Custom Spans Don’t Arrive at the Backend, but Istio Spans Do ​
Symptom ​
You see traces generated by the Istio service mesh, but traces from your own application code (custom spans) are missing.
Cause ​
The OpenTelemetry (OTel) SDK version used in your application is incompatible with the OTel Collector version.
Solution ​
- Check which SDK version you're using for instrumentation.
- Investigate whether it's compatible with the OTel Collector version.
- If necessary, upgrade to a supported SDK version.
Observability Backend Shows Fewer Traces than Expected ​
Symptom ​
The observability backend shows significantly fewer traces than the number of requests your application receives.
Cause ​
By default, Istio samples only 1% of requests for tracing to minimize performance overhead (see Configure Istio Tracing).
For example, in low-traffic environments (for development or testing) or for low-traffic services, the request volume can be so low that a 1% sample rate may result in capturing zero traces.
Solution ​
To see more traces in the trace backend, increase the percentage of requests that are sampled (see Configure the Sampling Rate).
Alternatively, to trace a single request, force sampling by adding a traceparent HTTP header to your client request. This header contains a sampled flag that instructs the system to capture the trace, bypassing the global sampling rate (see Trace Context: Sampled Flag).

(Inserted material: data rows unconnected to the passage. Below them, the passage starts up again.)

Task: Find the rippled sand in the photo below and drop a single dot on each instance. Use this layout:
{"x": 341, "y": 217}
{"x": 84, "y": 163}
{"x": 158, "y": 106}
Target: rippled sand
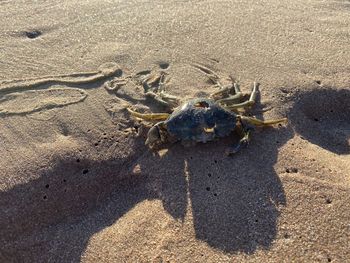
{"x": 77, "y": 182}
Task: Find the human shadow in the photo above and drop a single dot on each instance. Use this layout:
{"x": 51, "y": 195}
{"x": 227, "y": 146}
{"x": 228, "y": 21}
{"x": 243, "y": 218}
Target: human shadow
{"x": 322, "y": 116}
{"x": 233, "y": 201}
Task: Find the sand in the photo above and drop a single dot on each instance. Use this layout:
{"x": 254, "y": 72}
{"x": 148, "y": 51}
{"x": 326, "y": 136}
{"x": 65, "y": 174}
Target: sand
{"x": 77, "y": 182}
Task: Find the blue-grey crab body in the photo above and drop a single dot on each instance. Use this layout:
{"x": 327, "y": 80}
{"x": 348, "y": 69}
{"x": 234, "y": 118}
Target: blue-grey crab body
{"x": 200, "y": 120}
{"x": 204, "y": 119}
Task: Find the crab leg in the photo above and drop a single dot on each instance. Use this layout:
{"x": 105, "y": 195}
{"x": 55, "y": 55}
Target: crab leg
{"x": 231, "y": 99}
{"x": 149, "y": 116}
{"x": 261, "y": 123}
{"x": 243, "y": 142}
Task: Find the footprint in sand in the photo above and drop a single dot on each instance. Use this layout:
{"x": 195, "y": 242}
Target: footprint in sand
{"x": 31, "y": 101}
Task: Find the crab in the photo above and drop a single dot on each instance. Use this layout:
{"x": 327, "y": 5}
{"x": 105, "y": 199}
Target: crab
{"x": 203, "y": 119}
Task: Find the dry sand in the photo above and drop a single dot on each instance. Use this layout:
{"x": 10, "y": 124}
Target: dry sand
{"x": 78, "y": 184}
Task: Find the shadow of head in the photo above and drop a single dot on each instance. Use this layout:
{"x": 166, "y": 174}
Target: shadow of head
{"x": 232, "y": 201}
{"x": 322, "y": 116}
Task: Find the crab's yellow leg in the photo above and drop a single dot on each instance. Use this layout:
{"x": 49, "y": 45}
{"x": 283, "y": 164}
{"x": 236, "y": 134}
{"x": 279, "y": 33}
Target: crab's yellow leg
{"x": 230, "y": 99}
{"x": 149, "y": 116}
{"x": 243, "y": 142}
{"x": 258, "y": 122}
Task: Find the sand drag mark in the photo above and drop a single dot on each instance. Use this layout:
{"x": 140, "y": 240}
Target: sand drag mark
{"x": 25, "y": 96}
{"x": 36, "y": 100}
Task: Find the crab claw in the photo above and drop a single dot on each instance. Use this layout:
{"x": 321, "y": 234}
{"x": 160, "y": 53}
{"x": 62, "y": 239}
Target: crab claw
{"x": 237, "y": 147}
{"x": 153, "y": 137}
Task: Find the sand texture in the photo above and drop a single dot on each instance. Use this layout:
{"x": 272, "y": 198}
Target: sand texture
{"x": 78, "y": 184}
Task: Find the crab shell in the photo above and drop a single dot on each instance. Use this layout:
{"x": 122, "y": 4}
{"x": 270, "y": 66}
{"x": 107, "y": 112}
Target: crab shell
{"x": 200, "y": 120}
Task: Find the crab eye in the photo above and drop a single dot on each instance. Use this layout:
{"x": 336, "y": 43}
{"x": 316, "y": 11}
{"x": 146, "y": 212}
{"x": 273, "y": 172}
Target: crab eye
{"x": 201, "y": 104}
{"x": 153, "y": 136}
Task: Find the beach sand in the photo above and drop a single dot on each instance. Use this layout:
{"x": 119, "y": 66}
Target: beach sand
{"x": 77, "y": 182}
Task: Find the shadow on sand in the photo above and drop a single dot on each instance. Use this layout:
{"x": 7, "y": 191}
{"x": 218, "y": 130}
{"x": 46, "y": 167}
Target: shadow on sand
{"x": 322, "y": 116}
{"x": 234, "y": 200}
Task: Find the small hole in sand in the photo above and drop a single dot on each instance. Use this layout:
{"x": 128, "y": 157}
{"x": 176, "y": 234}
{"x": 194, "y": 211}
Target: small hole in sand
{"x": 163, "y": 65}
{"x": 33, "y": 34}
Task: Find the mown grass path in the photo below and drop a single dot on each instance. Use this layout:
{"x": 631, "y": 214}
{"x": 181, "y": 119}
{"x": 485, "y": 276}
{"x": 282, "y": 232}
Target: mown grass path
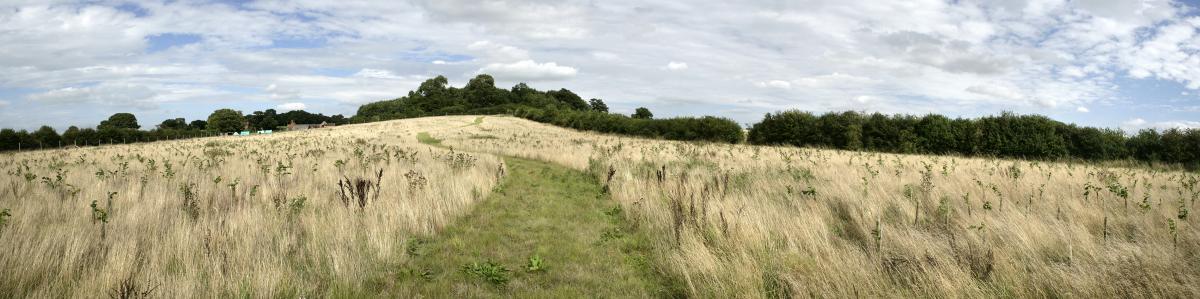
{"x": 545, "y": 232}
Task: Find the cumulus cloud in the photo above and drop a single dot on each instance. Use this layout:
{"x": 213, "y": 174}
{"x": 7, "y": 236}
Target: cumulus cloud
{"x": 498, "y": 51}
{"x": 996, "y": 91}
{"x": 779, "y": 84}
{"x": 377, "y": 73}
{"x": 529, "y": 70}
{"x": 677, "y": 66}
{"x": 108, "y": 94}
{"x": 287, "y": 107}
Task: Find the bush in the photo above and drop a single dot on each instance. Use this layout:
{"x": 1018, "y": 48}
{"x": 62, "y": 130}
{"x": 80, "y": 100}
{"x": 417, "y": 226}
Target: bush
{"x": 1005, "y": 136}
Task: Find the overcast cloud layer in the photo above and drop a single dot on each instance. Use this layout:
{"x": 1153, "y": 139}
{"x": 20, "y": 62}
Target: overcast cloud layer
{"x": 1115, "y": 64}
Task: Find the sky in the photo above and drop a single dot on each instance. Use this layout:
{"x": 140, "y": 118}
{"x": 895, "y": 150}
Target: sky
{"x": 1125, "y": 65}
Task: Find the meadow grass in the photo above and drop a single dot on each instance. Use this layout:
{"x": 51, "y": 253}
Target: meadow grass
{"x": 261, "y": 216}
{"x": 775, "y": 221}
{"x": 265, "y": 216}
{"x": 551, "y": 231}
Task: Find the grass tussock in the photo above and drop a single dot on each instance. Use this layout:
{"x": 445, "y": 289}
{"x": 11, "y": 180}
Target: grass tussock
{"x": 777, "y": 222}
{"x": 300, "y": 214}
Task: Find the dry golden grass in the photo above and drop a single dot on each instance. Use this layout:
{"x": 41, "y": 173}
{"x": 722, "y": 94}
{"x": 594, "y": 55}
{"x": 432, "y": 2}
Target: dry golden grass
{"x": 253, "y": 238}
{"x": 726, "y": 221}
{"x": 733, "y": 221}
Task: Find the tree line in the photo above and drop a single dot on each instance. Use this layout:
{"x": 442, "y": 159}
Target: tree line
{"x": 1002, "y": 136}
{"x": 124, "y": 127}
{"x": 558, "y": 107}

MetricPipeline: Failed to Scrape Prometheus Endpoint ​
Symptom ​
Custom metrics don't arrive at the destination.
The OTel Collector produces log entries saying "Failed to scrape Prometheus endpoint", such as the following example:
bash2023-08-29T09:53:07.123Z warn internal/transaction.go:111 Failed to scrape Prometheus endpoint {"kind": "receiver", "name": "prometheus/app-pods", "data_type": "metrics", "scrape_timestamp": 1693302787120, "target_labels": "{__name__=\"up\", instance=\"10.42.0.18:8080\", job=\"app-pods\"}"}
Cause ​
There's a configuration or network issue between the metric agent and your application, such as:
- The Service that exposes your metrics port doesn't specify the application protocol.

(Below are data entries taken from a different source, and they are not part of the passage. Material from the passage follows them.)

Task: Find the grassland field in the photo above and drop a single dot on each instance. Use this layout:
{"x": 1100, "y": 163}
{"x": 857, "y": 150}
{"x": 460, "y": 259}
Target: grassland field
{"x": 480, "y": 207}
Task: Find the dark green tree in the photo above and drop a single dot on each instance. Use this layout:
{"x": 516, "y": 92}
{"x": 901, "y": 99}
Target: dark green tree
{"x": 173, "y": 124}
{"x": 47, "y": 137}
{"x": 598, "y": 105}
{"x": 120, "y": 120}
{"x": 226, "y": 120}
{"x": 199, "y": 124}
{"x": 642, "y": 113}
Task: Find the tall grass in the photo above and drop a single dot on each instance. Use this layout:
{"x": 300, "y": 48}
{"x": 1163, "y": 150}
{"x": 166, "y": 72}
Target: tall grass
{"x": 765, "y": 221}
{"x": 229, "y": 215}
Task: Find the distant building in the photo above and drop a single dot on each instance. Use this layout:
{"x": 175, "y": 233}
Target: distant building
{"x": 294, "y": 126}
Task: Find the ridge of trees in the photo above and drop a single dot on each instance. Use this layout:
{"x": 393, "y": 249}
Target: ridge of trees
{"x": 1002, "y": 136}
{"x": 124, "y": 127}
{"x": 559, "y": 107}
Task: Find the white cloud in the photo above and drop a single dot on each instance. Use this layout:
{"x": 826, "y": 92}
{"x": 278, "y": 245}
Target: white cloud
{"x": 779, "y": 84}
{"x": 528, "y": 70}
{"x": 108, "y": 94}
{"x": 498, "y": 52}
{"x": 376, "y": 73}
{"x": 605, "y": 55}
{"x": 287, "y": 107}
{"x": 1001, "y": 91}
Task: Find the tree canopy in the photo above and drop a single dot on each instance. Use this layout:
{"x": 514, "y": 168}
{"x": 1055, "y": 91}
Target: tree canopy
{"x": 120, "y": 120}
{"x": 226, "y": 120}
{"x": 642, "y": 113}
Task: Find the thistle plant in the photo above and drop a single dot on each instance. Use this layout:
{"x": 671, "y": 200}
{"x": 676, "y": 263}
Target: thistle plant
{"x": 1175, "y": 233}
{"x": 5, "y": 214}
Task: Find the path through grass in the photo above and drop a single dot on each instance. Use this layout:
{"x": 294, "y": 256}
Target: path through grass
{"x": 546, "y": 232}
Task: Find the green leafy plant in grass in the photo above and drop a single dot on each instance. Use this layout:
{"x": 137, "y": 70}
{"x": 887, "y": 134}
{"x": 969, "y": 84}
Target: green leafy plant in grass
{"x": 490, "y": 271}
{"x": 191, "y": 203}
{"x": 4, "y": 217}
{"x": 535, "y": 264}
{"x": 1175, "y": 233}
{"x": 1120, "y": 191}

- The workload is not configured to use STRICT mTLS mode, which the metric agent uses by default.
- A deny-all NetworkPolicy in your application's namespace prevents the agent from scraping metrics from annotated workloads.
Solution ​
Define the application protocol in the Service port definition by either prefixing the port name with the protocol, or define the appProtocol attribute.
If the issue is with mTLS, either configure your workload to use STRICT mTLS, or switch to unencrypted scraping by adding the prometheus.io/scheme: "http" annotation to your workload.

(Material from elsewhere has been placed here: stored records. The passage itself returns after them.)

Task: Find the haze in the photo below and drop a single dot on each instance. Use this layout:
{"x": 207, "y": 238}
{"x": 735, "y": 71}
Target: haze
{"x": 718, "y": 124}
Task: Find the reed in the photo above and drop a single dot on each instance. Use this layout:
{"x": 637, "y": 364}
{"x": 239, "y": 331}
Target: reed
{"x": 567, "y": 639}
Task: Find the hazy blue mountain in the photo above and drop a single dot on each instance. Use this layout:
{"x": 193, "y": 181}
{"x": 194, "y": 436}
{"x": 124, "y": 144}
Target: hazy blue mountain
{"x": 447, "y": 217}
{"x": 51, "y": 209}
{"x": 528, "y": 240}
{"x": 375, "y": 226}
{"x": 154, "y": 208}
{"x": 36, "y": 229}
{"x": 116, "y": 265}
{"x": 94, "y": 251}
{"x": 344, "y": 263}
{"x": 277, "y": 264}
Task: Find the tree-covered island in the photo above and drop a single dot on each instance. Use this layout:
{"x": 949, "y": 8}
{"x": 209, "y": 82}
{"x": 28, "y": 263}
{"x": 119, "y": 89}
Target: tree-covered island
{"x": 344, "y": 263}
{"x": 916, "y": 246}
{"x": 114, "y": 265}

Create a new NetworkPolicy to explicitly allow ingress traffic from the metric agent; such as the following example:
yamlapiVersion: networking.k8s.io/v1 kind: NetworkPolicy metadata: name: allow-traffic-from-agent spec: podSelector: matchLabels: app.kubernetes.io/name: "annotated-workload" # <your workload here> ingress: - from: - namespaceSelector: matchLabels: kubernetes.io/metadata.name: kyma-system podSelector: matchLabels: telemetry.kyma-project.io/metric-scrape: "true" policyTypes: - Ingress
LogPipeline: Log Buffer Filling Up ​
Symptom ​
In the LogPipeline status, the TelemetryFlowHealthy condition has status AgentBufferFillingUp.
Cause ​
The backend ingestion rate is too low compared to the export rate of the log agent, causing data to accumulate in its buffer.
Solution ​
You can either increase the capacity of your backend or reduce the volume of log data being sent. Try one of the following options:
- Increase the ingestion rate of your backend (for example, by scaling out your SAP Cloud Logging instances).
- Reduce emitted data by re-configuring the pipeline (for example, by disabling certain inputs or applying namespace filters).
- Reduce the amount of log data generated by your applications.